Grindal et al. randomly assigned 454 low-income four- and five-year-olds from five large American metropolitan areas to receive either the Cat in the Hat material or alternative content. Both groups received a tablet computer and eight weeks of internet access and data. The treatment group’s tablet had access to the Cat in the Hat materials, while the control group had that and similar content blocked. Parents in both groups were asked to have their children watch and interact with educational content, and all moms and dads were provided with study information, basic tips for using the tablets, and text message reminders. Using assessments and a parent survey, the team collected data on the subjects’ science and engineering knowledge and practices before the experiment and then again eight weeks after it commenced.

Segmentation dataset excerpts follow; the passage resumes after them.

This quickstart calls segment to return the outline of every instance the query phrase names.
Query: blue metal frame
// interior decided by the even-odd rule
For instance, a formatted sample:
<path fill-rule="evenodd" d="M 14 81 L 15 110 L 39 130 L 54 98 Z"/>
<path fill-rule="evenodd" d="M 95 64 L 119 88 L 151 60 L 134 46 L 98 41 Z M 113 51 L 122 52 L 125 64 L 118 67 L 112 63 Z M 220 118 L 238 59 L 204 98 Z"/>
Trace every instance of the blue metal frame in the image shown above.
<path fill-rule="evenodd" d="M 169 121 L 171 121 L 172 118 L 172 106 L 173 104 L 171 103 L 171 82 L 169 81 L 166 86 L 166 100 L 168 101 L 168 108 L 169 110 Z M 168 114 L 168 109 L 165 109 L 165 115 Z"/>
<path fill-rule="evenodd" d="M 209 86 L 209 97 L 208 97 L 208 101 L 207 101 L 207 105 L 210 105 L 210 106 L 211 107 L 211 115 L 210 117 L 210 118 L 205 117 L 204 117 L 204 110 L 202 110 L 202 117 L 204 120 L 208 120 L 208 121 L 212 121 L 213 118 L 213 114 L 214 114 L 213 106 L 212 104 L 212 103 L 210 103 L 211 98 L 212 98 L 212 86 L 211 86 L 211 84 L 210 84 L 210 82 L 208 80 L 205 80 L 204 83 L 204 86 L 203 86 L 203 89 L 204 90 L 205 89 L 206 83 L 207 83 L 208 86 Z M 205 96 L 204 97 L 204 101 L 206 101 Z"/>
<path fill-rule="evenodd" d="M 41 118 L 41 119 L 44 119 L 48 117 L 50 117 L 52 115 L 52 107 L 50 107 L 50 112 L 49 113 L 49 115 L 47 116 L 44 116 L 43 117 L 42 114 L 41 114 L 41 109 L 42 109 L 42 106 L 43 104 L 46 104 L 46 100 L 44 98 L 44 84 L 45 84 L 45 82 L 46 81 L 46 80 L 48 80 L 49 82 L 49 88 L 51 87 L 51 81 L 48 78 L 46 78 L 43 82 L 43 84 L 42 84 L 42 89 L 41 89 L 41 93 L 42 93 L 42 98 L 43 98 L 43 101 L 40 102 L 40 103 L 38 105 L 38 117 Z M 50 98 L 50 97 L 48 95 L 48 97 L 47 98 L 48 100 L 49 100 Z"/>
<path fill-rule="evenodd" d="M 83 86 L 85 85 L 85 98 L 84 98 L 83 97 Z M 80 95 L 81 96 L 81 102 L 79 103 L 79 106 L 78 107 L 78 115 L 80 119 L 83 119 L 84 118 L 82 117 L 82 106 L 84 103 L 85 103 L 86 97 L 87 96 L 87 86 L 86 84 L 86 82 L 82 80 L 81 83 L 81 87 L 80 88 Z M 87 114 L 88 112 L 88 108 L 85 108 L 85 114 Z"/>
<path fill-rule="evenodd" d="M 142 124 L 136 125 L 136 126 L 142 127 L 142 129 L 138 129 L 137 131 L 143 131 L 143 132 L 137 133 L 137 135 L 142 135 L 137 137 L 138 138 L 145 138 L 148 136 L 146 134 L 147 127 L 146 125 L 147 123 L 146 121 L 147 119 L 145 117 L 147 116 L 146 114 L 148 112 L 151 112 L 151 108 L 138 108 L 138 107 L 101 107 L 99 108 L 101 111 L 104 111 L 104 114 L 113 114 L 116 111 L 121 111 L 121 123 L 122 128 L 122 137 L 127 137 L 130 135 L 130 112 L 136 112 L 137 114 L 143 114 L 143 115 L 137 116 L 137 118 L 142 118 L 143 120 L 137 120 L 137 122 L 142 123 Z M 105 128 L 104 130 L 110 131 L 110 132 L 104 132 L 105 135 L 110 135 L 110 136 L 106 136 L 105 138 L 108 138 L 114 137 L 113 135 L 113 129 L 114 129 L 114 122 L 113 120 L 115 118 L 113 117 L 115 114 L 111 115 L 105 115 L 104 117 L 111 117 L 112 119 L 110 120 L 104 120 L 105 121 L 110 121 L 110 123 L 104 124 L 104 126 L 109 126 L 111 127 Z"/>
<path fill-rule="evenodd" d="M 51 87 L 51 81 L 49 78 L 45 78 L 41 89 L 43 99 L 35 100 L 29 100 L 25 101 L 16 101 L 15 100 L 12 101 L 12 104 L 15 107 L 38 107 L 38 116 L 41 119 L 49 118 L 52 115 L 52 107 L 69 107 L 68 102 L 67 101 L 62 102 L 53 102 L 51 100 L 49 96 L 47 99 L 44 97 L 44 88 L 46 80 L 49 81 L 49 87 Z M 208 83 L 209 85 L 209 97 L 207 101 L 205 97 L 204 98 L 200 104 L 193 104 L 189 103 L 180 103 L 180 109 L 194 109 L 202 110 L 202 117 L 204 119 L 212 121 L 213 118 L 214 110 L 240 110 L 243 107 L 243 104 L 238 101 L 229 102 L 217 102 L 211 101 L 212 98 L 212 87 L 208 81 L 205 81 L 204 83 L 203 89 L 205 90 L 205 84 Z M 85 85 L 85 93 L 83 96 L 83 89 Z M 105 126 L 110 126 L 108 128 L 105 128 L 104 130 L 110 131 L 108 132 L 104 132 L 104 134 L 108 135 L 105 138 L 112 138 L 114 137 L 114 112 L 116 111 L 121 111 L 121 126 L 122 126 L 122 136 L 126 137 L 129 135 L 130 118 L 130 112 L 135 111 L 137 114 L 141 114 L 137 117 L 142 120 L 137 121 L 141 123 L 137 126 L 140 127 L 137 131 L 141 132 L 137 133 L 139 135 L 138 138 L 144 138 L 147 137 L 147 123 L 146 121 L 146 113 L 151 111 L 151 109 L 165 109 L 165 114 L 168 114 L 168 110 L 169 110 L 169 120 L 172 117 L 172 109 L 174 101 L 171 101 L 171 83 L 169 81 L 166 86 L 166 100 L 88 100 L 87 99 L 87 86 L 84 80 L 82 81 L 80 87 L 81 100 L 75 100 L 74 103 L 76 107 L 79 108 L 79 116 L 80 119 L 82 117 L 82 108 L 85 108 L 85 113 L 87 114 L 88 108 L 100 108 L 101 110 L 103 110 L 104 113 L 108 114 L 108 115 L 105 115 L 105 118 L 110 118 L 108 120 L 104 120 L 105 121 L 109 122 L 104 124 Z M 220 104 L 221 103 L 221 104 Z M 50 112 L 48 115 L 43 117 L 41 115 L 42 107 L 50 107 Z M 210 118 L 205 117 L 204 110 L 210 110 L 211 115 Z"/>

The researchers found that, compared to the control group, “exposure to The Cat in the Hat Knows a Lot About That! resources had meaningful impacts on four- to five-year-old children’s physical science knowledge and their ability to engage with science and engineering practices.” This was particularly true in the kids’ understanding of how the strength and length of physical materials affect the stability of structures, and how texture and friction affect an object’s movement down an incline. The exposure also had a clear and positive impact on the children’s interest and engagement in science.
Despite the study’s rigorous experimental design, it has limitations that reduce its generalizability. The sample is not nationally representative. Families were also recruited on social media, so they could be different than families who aren’t on such platforms. And the entire experiment is based on kids having both a tablet and regular internet access, which isn’t true for millions of families, especially low-income ones.
Still, the study’s findings are noteworthy. They suggest, as the team writes, that “educational media designed to focus on critical science and engineering concepts and skills can help young children understand science and engineering concepts and practices.” High-quality screen-time can also improve young kids’ content knowledge—something that’s essential to teaching reading, as E.D. Hirsch argued for thirty years and cognitive scientists like Dan Willingham have later proved. Grindal et al. rightly add that “These findings are especially important given the relative scalability and low per-child cost of media-based interventions.” Technology is ubiquitous, and the degree to which it permeates our lives will only increase in the future. It’s vital that we develop methods of using that it that help rather than harm—especially when it involves our children and their education. This study suggests we can.
SOURCE: Todd Grindal et al., “Early Science & Engineering: The Impact of The Cat in the Hat Knows a Lot About That! on Learning,” Education Development Center and SRI Education (November 2019).
[i] According to lead author Todd Grindal, “The study was conducted as part of the Ready To Learn Initiative, which is funded through the U.S. Department of Education. Ready To Learn supports a range of public media developed to serve the needs of children living in low-income communities. This study is part of a series of studies that have been conducted by researchers at EDC and SRI to support this goal.”